Keywords: HERV-K HML-2; RASGRF2; addiction; endogenous retrovirus; persons who inject drugs.

Fig. 1.

(A) LTR integration screening—PCR design. Primer mapping and product sizes relative to the wild type (Top) and the HK2-LTR (red) integrated allele (Bottom). Exonic and intronic regions are in blue and gray, respectively. (B) Integration screening results of eight (p1 to p8) random patients: Primers LTR_splc_F and dn_intg_R were used in “p,” while primers up_intg_F and dn_intg_R were used in “s” mastermix. Patients 98523 and 99583 are positive (heterozygous) for the integration. (C) Primer sequences used for the LTR integration screening and the confirmation of the editing in HEK293 cells and for the expression assessment of the RASGRF2 exonic junctions. (D) Tabular index for the genotypic interpretation of the PCR products in B. (E) CRISPR/Cas9 editing of the HEK293 cell line to incorporate RASGRF2-int. pcDNA3.1(+) plasmid containing the LTR sequence flanked by 1-kb preintegration site homologous arms (light blue) was used for the homology directed repair (HDR) insertion mechanism. Primers intg_conf_F (mastermix “c”), which avoid the false-positive amplification of the HDR plasmid, and ingr_conf_R (mapping the 5′ LTR splice site) were used in conjunction with primers up_intg_F and dn_intg_R to confirm integration/genotyping of the cell line. (F) Post CRISPR/Cas9 clonal selection and screening/genotyping for the RASGRF2-int HEK293 cells. The gel is annotated according to the scale of the cells in culture over the days posttransfection: 96w/18d (96-well plate, 18 d), 24w/34d (24-well plate, 34 d), and T75f/48d (T75 flask, 48 d).
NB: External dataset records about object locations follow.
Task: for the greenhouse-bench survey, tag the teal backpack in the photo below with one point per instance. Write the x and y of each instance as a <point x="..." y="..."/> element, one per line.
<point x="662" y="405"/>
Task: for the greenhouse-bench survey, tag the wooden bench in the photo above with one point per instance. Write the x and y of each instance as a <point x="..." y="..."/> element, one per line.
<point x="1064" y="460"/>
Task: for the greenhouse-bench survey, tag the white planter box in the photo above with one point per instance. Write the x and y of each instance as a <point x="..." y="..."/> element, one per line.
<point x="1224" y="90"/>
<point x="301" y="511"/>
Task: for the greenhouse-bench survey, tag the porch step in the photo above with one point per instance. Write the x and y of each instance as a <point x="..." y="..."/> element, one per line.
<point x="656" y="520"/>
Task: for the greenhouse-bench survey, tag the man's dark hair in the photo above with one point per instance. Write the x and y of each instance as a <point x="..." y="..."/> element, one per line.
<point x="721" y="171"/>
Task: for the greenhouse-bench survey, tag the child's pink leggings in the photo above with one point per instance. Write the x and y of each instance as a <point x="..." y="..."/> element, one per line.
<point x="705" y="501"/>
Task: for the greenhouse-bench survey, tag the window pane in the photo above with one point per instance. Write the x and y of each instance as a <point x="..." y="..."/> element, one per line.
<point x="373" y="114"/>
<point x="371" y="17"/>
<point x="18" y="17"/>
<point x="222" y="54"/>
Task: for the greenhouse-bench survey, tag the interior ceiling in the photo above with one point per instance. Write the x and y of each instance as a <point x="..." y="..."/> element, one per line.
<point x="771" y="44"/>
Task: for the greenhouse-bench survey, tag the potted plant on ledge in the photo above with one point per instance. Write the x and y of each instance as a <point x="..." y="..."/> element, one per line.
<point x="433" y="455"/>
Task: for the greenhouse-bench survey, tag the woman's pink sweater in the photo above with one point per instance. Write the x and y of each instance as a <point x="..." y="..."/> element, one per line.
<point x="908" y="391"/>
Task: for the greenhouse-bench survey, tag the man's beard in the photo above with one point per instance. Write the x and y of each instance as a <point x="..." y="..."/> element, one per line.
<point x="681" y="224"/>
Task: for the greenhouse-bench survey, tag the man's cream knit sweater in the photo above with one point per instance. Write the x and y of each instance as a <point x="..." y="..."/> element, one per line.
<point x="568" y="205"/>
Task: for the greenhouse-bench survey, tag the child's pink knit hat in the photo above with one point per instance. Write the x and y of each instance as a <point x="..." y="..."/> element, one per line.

The aneuploidy of the cell line selects for the wild-type alleles versus the edited ones. (G) Differential expression of exons (triplicates of the same clone) upon editing of HEK293 cells: SYBR Green qPCR was used to evaluate the expression levels of exon–exon junctions 2–3, 16–17, 17–18, and 18–19. Error bars represent 95% confidence intervals. The expression of the exons around the integration is reduced by more than >70% (P = 0.01, P = 0.047, and P = 0.002 for 16–17, 17–18, and 18–19, respectively, t test), while the expression of exons 2–3 is increased by more than threefold (P = 0.01, t test) compared with the wild-type HEK293 cells, 18 d posttransfection. The expression levels of the exons revert to normal after 48 d posttransfection. (H) RASGRF2 gene and alternative transcripts. Positioning of HK2 solo-LTR integration, between exons 17 and 18 of the main, 201, transcript.

Fig. 2.

(A) Schematic representation of the pipeline used for the estimation of the expression at the edges of the HK2 integrations in NCCIT cells. LTR (in red) and full-length HK2 elements were used to build a sequence database. RNA-seq HK2-filtered reads were locally realigned against an HK2–host junction database. (B) A scatterplot of counts spanning LTR-start vs. LTR-end edges. (C–E) (Log) Boxplots of mean counts vs. type of element, over LTR-start and LTR-end edges. (F) Active (>5 reads) vs. not active (0 to 5 reads) elements, in combination with their age. (G) The magnitude of activity (more/less than 500 reads) in combination with the age of the elements, over LTR-start and LTR-end edges. NS, not statistically significant. Error bars indicate 95% confidence intervals.